Back then the treatment was bedrest, with maybe a shot or two of a mercury diuretic to help things along.
Digitalis leaf (or the newer safer extract digoxin) was used to make the heart beat more efficiently, and we were still using it in the method described by Withering 200 years earlier: give it until water was produced, either urine, vomit, or diarrhea (vomiting, diarrhea were signs of an overdose, a problem that could be fatal).(Now we rarely use digoxin, and a simple blood test can warn us to lower the dose.)
Then we got fluid pills—first thiazide diuretics and then loop diuretics like Lasix/furosemide.
A miracle. The thiazides were well tolorated and if taken daily not only prevented fluid build up, but kept your blood pressure down, and the loop diuretics could put out two liters of water in two hours.
Yes, we still see people with congestive failure, but not as many as in the old days. And most cases are treated at home.
Back then, we treated angina pectorus with nitroglcyerin pills and rest. Angina is when there is a blockage of a blood vessel so if you walk you get terrible chest pain. Some angina is “stable” and we treat with medicine, and some is a warning you are going to have a heart attack.
Nowadays, we often treat the partial blockages of the heart’s blood vessels with stronger medicines: We lower the blood pressure and give medicine to keep it from going too fast. We still use Nitroglycerin to open the arteries, but usually long acting pills or patches. And we give aspirin to keep the blood from clotting in the narrow areas.

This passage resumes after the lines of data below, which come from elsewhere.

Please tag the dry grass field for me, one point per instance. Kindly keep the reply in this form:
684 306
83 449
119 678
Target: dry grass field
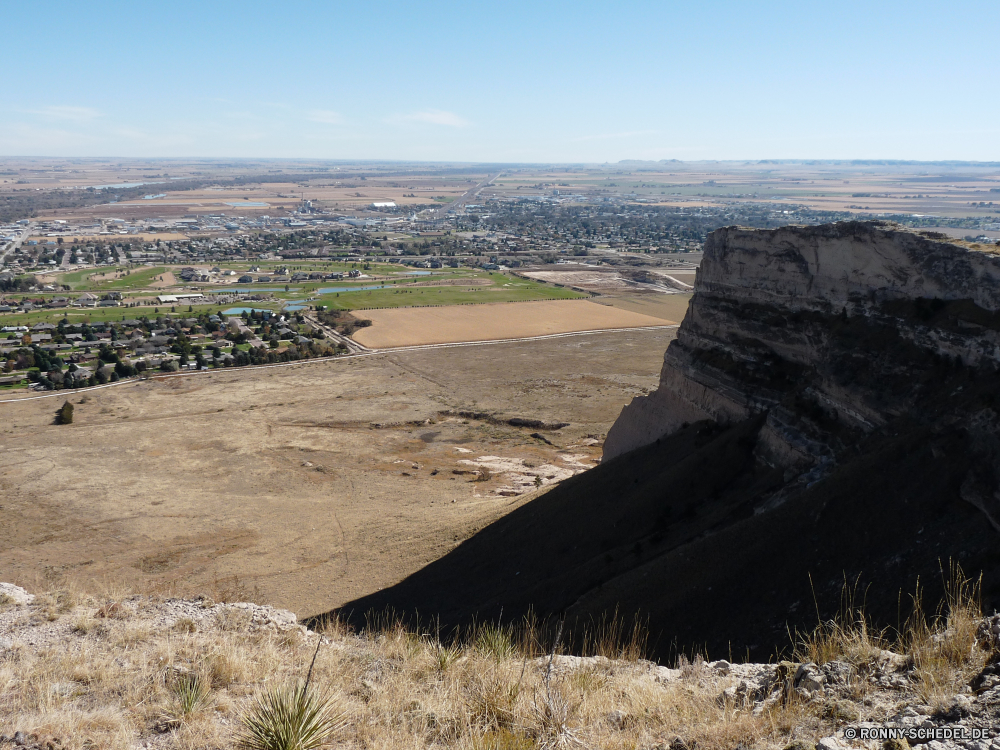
441 325
311 484
109 670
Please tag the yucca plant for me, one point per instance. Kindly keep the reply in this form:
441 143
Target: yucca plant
190 694
289 717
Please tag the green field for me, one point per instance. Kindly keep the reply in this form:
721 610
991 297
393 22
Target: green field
139 277
104 314
398 292
507 290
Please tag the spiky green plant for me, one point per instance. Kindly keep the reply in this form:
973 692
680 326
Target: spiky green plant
496 641
289 717
191 694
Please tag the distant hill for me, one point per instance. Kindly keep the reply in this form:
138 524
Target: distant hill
828 413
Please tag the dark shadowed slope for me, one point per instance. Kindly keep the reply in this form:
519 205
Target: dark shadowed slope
668 531
842 385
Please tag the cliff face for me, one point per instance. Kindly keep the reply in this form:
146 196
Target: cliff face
831 331
828 412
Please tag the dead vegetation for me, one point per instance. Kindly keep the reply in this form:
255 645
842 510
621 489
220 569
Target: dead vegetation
116 671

But if the symptoms are bad, or getting worse, we can open up the blockage by a procedure that resembles the “roto rooter” to open clogged drains. (angioplasty…film here) and put in a stent to keep the vessel open.
Or if there are lots of blockages, just bypass the blockages with another blood vessel, a procedure commonly called a “cabbage” (cabbage= “CABG” or coronary artery bypass graft.) And in the future? One day bypass surgery? Bone marrow stem cells regrowing heart muscle with new blood vessels? Who knows.
But the real breakthrough is cholesterol medicine. Diet will lower cholesterol a bit, but staying on the strict diet is almost impossible for most people. The old medicines didn’t work too well. or like Nicotinic Acid had side effects ( hot flashes from hell) so people wouldn’t take them.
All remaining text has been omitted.